Direktur Teknis dan Fasilitas Cukai DJBC Nirwala Dwi Heryanto mengatakan salah satu yang dipikirkan oleh pemerintah adalah pengendalian konsumsi rokok. Pasalnya kebijakan cukai rokok menjadi salah satu upaya untuk mencapai tujuan tersebut.
"Apalagi RPJMN sudah ditetapkan bahwa saat ini terutama prevalensi perokok anak 10-18 tahun mencapai 9,1 persen, artinya dari 100 anak-anak itu sembilan orang sudah merokok. Makanya di RPJMN jelas, di 2024 ditargetkan dari 9,1 persen turun jadi 8,7 persen," kata dia dalam webinar di Jakarta, Rabu, 23 Desember 2020.
Pilar kedua, adalah optimalisasi penerimaan negara. Ia menjelaskan, dari tahun ke tahun target untuk penerimaan cukai rokok selalu mengalami kenaikan. Untuk itu, kenaikan CHT diperlukan dalam upaya mencapai target penerimaan negara.
Ketiga, lanjut dia, pilar tenaga kerja juga menjadi pertimbangan pemerintah dalam menaikan cukai rokok. Menurut dia, masalah tenaga kerja ini berkaitan dengan kelangsungan industri, sehingga pekerjanya dari hulu ke hilir tetap harus diperhatikan.
"Pekerja yang terlibat langsung di industri tembakau kurang lebih 160 ribu orang dan tenaga kerja yang terlibat sektor pemasaran jadi tidak kurang dari enam sampai tujuh juta orang terlibat dalam industri CHT," jelas dia.
Keempat, masalah yang tidak dilupakan juga terkait peredaran rokok ilegal. Apalagi setiap terjadi kenaikan cukai rokok, maka akan terjadi kenaikan peredaran rokok ilegal yang tentunya harus bisa diatasi oleh pemerintah dalam hal ini DJBC.

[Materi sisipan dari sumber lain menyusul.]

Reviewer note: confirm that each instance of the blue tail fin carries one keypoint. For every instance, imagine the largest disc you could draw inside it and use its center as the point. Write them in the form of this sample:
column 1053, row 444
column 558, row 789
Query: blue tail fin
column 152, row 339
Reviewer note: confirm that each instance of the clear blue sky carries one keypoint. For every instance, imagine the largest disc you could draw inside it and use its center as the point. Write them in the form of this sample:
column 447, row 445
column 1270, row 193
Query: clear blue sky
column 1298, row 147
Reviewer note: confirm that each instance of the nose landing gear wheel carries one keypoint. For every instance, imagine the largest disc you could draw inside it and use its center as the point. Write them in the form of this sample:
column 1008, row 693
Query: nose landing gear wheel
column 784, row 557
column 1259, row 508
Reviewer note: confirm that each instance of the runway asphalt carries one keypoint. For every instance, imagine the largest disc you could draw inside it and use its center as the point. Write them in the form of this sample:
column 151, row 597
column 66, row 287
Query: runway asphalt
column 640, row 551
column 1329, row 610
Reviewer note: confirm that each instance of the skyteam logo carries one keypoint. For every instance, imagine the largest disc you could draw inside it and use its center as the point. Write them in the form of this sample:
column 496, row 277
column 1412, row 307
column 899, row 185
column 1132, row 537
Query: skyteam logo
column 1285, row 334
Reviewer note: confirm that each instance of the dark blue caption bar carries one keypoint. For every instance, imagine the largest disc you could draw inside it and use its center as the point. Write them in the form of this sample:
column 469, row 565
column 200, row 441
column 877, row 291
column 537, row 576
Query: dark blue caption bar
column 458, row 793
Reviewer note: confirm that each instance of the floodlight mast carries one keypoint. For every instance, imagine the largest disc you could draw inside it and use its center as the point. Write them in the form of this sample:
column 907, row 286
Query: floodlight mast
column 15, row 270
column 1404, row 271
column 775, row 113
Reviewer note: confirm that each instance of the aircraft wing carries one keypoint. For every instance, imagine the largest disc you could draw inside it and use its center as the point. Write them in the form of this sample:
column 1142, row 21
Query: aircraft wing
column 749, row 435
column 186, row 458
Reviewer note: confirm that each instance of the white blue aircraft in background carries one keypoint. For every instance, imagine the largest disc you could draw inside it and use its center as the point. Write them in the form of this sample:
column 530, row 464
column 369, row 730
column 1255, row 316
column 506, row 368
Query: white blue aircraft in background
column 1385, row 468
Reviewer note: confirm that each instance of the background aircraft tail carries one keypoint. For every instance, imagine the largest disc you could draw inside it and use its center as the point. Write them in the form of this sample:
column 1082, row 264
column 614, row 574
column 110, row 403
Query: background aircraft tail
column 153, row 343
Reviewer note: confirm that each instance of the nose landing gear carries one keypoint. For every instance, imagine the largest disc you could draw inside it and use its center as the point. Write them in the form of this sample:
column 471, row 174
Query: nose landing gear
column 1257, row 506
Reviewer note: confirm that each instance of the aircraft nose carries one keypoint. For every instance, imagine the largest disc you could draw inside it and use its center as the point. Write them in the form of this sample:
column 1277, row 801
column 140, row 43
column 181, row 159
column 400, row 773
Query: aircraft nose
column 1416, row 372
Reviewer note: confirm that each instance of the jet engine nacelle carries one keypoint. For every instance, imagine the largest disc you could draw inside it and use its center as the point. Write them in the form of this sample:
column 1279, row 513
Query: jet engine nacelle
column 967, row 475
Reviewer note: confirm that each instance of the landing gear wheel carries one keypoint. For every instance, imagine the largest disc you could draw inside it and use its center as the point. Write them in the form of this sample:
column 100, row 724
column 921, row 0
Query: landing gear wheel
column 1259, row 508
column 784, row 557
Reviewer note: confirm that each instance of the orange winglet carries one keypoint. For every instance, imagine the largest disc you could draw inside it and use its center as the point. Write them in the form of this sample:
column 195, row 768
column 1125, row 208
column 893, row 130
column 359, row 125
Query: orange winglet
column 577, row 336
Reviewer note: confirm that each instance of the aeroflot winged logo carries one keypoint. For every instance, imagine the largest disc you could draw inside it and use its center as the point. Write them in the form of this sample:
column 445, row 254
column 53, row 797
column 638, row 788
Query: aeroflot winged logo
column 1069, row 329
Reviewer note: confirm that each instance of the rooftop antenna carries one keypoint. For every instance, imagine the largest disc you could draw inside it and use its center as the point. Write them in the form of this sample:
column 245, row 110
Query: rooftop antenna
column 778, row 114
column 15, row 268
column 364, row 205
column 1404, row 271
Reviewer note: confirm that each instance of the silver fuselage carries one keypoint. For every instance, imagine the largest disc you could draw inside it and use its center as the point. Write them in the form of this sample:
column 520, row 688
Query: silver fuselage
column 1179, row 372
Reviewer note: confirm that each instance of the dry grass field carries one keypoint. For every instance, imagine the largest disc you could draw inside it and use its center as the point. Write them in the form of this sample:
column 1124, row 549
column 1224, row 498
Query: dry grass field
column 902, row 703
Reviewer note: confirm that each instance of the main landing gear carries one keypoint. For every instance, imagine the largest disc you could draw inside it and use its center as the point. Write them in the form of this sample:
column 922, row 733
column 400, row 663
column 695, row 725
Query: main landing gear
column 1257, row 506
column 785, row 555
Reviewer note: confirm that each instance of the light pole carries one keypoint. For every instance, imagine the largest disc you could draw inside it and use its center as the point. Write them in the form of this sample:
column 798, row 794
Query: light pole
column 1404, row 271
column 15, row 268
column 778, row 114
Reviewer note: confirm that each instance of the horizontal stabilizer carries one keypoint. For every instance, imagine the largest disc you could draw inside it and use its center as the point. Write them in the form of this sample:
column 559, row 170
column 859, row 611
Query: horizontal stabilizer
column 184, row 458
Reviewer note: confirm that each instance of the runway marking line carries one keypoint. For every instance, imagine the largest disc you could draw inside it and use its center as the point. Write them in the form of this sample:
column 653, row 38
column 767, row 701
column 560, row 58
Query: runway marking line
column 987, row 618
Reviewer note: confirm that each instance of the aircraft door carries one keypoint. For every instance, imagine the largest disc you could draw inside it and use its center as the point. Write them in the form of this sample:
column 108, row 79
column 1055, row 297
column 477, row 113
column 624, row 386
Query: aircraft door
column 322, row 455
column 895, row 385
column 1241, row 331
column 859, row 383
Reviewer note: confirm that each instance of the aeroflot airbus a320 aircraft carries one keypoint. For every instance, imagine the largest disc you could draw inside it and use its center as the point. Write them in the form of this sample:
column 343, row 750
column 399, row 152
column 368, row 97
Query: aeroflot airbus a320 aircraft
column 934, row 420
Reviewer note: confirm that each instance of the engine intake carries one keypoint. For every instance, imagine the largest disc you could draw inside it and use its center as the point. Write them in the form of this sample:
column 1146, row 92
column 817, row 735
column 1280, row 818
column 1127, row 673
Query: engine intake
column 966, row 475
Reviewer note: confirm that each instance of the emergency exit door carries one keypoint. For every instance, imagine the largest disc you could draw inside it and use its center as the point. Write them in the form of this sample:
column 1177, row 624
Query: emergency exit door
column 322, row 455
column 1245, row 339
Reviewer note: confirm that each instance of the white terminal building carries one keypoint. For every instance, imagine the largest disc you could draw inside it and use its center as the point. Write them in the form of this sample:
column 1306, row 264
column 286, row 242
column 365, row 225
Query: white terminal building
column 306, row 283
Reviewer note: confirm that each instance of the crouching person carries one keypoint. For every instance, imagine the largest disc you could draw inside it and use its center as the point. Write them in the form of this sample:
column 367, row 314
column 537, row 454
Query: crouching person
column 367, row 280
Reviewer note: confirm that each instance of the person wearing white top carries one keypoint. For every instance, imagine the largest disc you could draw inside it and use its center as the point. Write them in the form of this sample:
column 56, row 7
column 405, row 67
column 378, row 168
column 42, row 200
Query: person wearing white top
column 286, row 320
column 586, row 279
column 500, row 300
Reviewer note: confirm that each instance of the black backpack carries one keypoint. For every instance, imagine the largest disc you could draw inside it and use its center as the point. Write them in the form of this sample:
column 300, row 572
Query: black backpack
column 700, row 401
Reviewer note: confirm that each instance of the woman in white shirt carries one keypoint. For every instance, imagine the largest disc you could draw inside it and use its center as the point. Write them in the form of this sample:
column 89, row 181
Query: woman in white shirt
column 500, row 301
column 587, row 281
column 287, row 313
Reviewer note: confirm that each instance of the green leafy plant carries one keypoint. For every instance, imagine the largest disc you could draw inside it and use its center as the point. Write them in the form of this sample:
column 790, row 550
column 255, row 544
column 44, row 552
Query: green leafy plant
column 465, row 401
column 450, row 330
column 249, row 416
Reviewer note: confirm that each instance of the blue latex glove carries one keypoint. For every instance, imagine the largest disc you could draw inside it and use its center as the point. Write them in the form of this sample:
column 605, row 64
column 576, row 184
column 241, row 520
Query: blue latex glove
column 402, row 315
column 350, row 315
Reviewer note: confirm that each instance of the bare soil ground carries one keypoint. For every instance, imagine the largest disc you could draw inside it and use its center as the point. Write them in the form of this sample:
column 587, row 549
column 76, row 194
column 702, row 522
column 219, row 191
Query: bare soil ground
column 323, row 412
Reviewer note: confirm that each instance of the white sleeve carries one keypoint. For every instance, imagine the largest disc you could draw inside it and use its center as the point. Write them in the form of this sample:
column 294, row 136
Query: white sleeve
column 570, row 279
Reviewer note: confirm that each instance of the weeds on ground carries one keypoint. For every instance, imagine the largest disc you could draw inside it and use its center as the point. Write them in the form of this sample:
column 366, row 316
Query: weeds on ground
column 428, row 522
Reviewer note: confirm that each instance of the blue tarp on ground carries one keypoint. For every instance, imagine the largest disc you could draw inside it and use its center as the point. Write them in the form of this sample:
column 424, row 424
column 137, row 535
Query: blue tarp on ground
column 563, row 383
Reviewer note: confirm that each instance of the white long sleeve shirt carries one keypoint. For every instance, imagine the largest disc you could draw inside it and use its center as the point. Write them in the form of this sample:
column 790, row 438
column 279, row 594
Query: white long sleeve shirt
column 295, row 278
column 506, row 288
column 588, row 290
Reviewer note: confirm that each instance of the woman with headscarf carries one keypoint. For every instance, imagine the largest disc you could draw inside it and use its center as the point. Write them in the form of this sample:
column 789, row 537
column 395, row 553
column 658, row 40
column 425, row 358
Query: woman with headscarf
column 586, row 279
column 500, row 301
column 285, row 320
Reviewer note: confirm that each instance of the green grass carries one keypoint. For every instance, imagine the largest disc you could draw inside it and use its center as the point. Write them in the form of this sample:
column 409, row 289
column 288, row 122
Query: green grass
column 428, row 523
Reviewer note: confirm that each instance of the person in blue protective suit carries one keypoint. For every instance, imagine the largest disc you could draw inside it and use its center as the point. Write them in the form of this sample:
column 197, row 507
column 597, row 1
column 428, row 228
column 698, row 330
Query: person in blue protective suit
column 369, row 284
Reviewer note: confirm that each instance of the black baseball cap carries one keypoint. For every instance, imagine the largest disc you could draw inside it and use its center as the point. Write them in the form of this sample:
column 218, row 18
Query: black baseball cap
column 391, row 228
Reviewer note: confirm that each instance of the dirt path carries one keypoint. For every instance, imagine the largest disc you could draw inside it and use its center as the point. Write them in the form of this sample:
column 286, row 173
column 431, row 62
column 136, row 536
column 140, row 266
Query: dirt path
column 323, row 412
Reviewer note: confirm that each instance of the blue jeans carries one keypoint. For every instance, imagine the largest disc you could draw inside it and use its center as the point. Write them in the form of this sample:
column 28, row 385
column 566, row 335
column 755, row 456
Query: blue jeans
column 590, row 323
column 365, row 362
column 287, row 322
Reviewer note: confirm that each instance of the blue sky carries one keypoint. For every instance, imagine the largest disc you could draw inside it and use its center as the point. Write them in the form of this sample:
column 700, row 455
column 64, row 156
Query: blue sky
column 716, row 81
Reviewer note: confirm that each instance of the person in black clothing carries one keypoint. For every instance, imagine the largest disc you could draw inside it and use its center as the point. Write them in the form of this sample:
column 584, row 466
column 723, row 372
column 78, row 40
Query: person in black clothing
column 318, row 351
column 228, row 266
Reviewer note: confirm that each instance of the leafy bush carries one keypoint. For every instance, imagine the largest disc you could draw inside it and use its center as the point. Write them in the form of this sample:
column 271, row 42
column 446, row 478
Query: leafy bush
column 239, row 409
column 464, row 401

"Jadi empat hal ini yang harus dipikirkan sama-sama, harus diramu, tidak hanya memikirkan pengendalian konsumsi, penerimaan negara, keberlangsungan tenaga kerja, dan peredaran rokok ilegal," ungkapnya.
"Begitu kita bicara opsi satu, memprioritaskan pengendalian, otomatis pilar-pilar lainnya akan kurang mendapatkan perhatian. Idealnya di opsi empat, tapi itu akan sulit sekali dicapai, jadi itu tarik menarik antar kepentingan," lanjut dia.